The dwarf was and he vocalized it, once more repeating his human origins, elaborating on his farm, his father, the animals left behind. This time the scientist seemed to listen, the dwarf detailing his dark descent and rise out from the hole he only barely managed, the meeting of Waspig and their escape from the church, the breaking and entering through fire and flame that culminated in the red dotted parasite now erect above a frustrated brow. Two hands meanwhile reached out to thoughtfully stroke the funguay’s chin throughout the retelling of the dwarf’s hardships-- then three, four, more until he concluded.
“Dear dwarf, I did not realize what it took to bring you here before me. Perhaps it was God. And if it is ordained, I feel all the more morally fortified. All this to say: shall I have a look at you, dwarf? Really, a good one?”
The dwarf did not wear the air of acceptance--fear and confusion more apt--but the funguay continued forward.
“Your biology must be fascinating. I should record it all for His people. After perhaps another dozen spawn. Recoil not, I couldn’t allow for any harm to come to you during our... studies--we’d compromise the baby--and many more.”

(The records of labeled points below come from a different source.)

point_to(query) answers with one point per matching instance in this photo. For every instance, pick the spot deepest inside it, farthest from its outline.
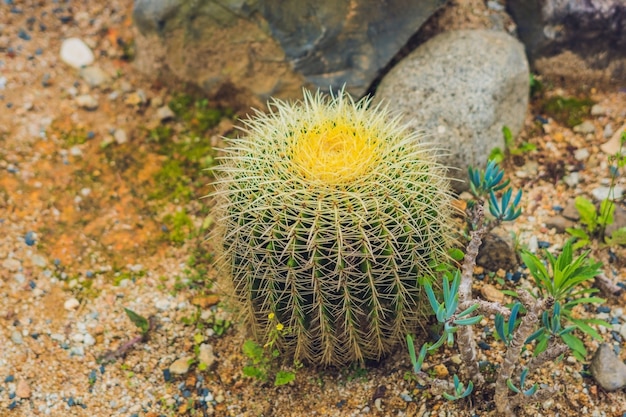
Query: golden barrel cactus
(328, 213)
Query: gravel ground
(92, 223)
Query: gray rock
(497, 251)
(180, 366)
(94, 76)
(585, 128)
(461, 88)
(164, 113)
(16, 337)
(602, 193)
(87, 102)
(577, 40)
(607, 369)
(570, 211)
(581, 154)
(274, 47)
(120, 136)
(206, 355)
(76, 53)
(11, 264)
(559, 223)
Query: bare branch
(607, 286)
(534, 308)
(486, 307)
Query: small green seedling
(141, 322)
(527, 392)
(459, 390)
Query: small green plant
(594, 221)
(260, 358)
(535, 319)
(562, 281)
(510, 148)
(141, 322)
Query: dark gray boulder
(578, 40)
(274, 47)
(461, 88)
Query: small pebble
(120, 136)
(23, 389)
(71, 304)
(602, 193)
(585, 127)
(76, 53)
(16, 337)
(87, 102)
(180, 366)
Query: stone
(497, 251)
(71, 304)
(120, 136)
(89, 340)
(607, 369)
(206, 355)
(23, 389)
(76, 53)
(614, 145)
(180, 366)
(581, 154)
(460, 88)
(273, 48)
(491, 293)
(570, 211)
(602, 193)
(16, 337)
(87, 102)
(11, 264)
(572, 179)
(585, 127)
(164, 113)
(94, 76)
(559, 223)
(574, 40)
(597, 110)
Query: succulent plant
(328, 214)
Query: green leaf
(456, 254)
(577, 233)
(508, 137)
(254, 372)
(284, 377)
(618, 237)
(607, 208)
(496, 155)
(252, 350)
(575, 344)
(139, 321)
(587, 211)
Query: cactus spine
(328, 212)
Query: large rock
(461, 88)
(574, 40)
(274, 47)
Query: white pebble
(76, 53)
(71, 304)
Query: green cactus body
(328, 213)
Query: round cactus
(328, 213)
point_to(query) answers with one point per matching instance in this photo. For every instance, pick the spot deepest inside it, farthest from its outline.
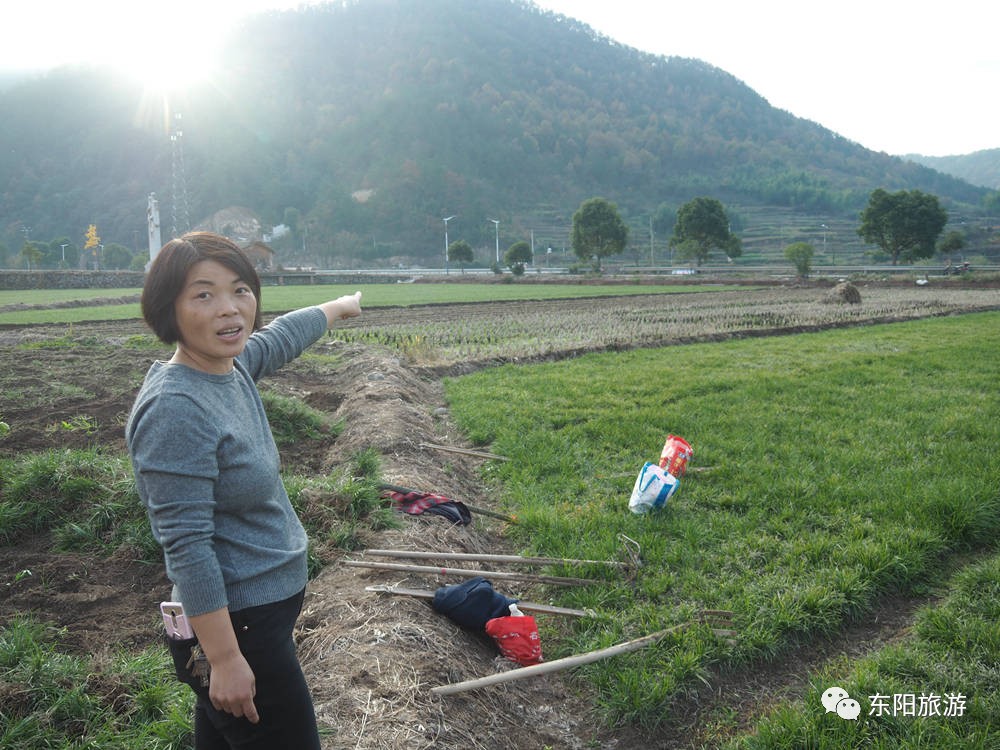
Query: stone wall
(48, 279)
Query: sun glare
(165, 48)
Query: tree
(91, 245)
(92, 239)
(460, 252)
(516, 256)
(800, 254)
(905, 225)
(701, 226)
(31, 254)
(598, 230)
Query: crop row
(534, 329)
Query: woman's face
(215, 312)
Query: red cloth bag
(517, 638)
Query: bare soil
(370, 658)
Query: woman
(207, 471)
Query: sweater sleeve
(282, 340)
(176, 468)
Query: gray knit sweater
(207, 471)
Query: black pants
(287, 718)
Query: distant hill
(977, 168)
(359, 126)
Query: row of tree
(906, 225)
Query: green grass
(277, 299)
(948, 668)
(842, 466)
(67, 701)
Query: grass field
(839, 468)
(275, 299)
(833, 472)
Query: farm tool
(718, 620)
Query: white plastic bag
(652, 489)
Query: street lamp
(446, 220)
(496, 224)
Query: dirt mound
(371, 658)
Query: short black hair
(168, 273)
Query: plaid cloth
(416, 503)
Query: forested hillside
(362, 125)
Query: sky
(900, 76)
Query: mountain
(360, 125)
(977, 168)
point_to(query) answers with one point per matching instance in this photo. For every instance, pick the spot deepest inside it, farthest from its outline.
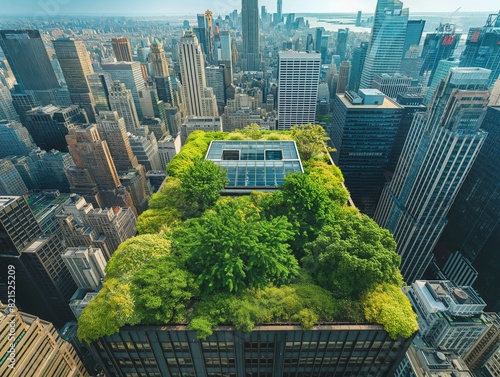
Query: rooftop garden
(296, 255)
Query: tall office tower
(100, 85)
(317, 38)
(225, 45)
(442, 71)
(386, 42)
(145, 148)
(117, 224)
(112, 129)
(121, 101)
(43, 283)
(412, 104)
(39, 350)
(271, 350)
(298, 79)
(122, 49)
(28, 59)
(75, 63)
(250, 56)
(487, 344)
(49, 125)
(51, 168)
(280, 10)
(158, 60)
(14, 139)
(129, 73)
(473, 227)
(7, 110)
(27, 168)
(343, 78)
(438, 46)
(414, 30)
(363, 131)
(216, 81)
(448, 316)
(395, 84)
(11, 182)
(438, 154)
(341, 44)
(482, 47)
(86, 265)
(358, 61)
(200, 100)
(492, 365)
(95, 176)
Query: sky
(172, 7)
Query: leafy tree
(201, 184)
(162, 291)
(388, 306)
(351, 255)
(306, 204)
(231, 248)
(310, 140)
(135, 252)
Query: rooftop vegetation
(299, 254)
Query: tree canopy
(299, 254)
(231, 248)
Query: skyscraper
(414, 30)
(44, 284)
(358, 61)
(482, 47)
(250, 56)
(49, 125)
(122, 49)
(363, 131)
(200, 100)
(75, 63)
(14, 139)
(298, 79)
(112, 129)
(438, 154)
(473, 226)
(341, 44)
(86, 266)
(129, 73)
(158, 60)
(28, 59)
(11, 182)
(121, 101)
(438, 46)
(39, 350)
(386, 42)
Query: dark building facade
(482, 47)
(438, 46)
(363, 132)
(49, 125)
(27, 56)
(268, 350)
(43, 282)
(473, 220)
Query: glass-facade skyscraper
(440, 149)
(387, 40)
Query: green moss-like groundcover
(300, 254)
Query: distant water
(335, 21)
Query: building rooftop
(252, 164)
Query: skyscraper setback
(386, 42)
(250, 57)
(441, 147)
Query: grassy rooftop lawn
(300, 254)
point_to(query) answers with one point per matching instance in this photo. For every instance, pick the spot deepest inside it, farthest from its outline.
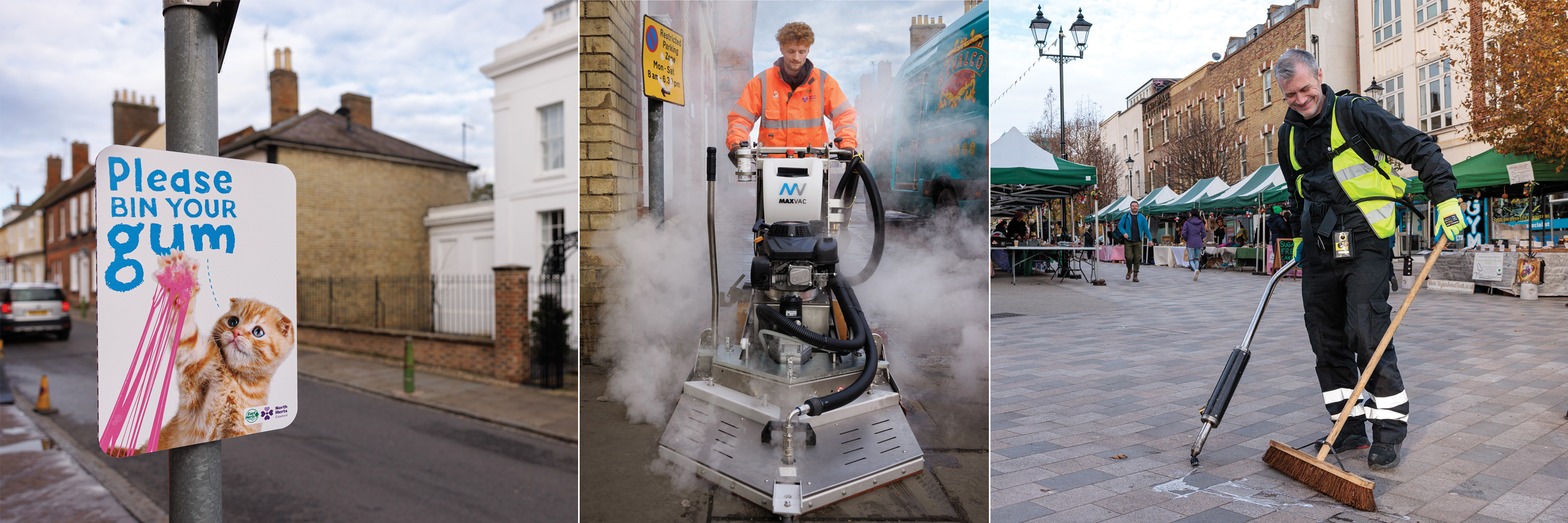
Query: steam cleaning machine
(802, 412)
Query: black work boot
(1351, 442)
(1383, 456)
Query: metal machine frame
(741, 395)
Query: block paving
(1076, 392)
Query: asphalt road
(347, 458)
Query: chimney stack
(358, 107)
(132, 118)
(924, 29)
(79, 157)
(284, 87)
(52, 178)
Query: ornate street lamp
(1042, 27)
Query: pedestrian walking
(1192, 231)
(1346, 195)
(1136, 228)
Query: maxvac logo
(792, 190)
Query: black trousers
(1346, 316)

The dwarf turned and crashed into an array of flasks that shattered by means of he and floor. A thundering vibration rang throughout the bowels of the cottage, and the funguay lunged forward with a weaving of arms all snaking towards the dwarf, who in turn ducked and crawled across the lab and under another desk of equipment. The hostile homeowner shoved a cart of tools aside rolling its contents out among tile. As the dwarf’s predator drew close, Waspig burst through an entrance and sent its stabber directly towards the path of the advancing mycelium. The funguay stepped several feet back, turning then to the wall to retrieve its hung hatchet. The dwarf, meanwhile, hoisted himself atop his pet and swooped over to the opposite end. His experimenter continued its campaign at the top of its lungs:
“IT WAS A MISTAKE TO SPARE THE HOG... BUT JUST WAIT FOR ITS OWN!”
Screeches suddenly emitted from the advancing fungus, horrible tones born from terrible pain as its feet tread the barbed and sharp tools that decorated tile. The dwarf and Waspig escaped from where he foresaw his own guts exposed, flapping through countless doors and stairs all sped through as fast as Waspig could manage. The dwarf’s beard blew behind him in two waves, fear fast on his pet as he felt kicks and slams denoting the funguay’s advances. Scent led the hog in a sudden sharp turn, and the dwarf could do little else than trust in its hooves. Muffled, their pursuer wailed:
“I AM A SHROOM OF GOD... IT WAS NOT I WHO TORCHED HIS DOORS...”
A final climb revealed he stood back in the parlor with the sun nearly finishing its set. Before the dwarf would exit, he grabbed at the iron poker mounted next to the fireplace, accidentally stumbling into the ornate framed portraits sent plummeting to the floorboards, the poker clumsily slipping and rolling away. He did not hesitate for the funguay’s reaction, tucking Waspig under his arm--it fluttering for slack--and the two burst out from the clouds of loaves’ scent and back within crisp air. The dwarf inhaled and, renewed, the toadstool atop him bobbing with breezes, Waspig’s squealing, the dwarf dashed from the moss topped cottage and into the forest before the cliffs before the plains before the shining city on the shoreline.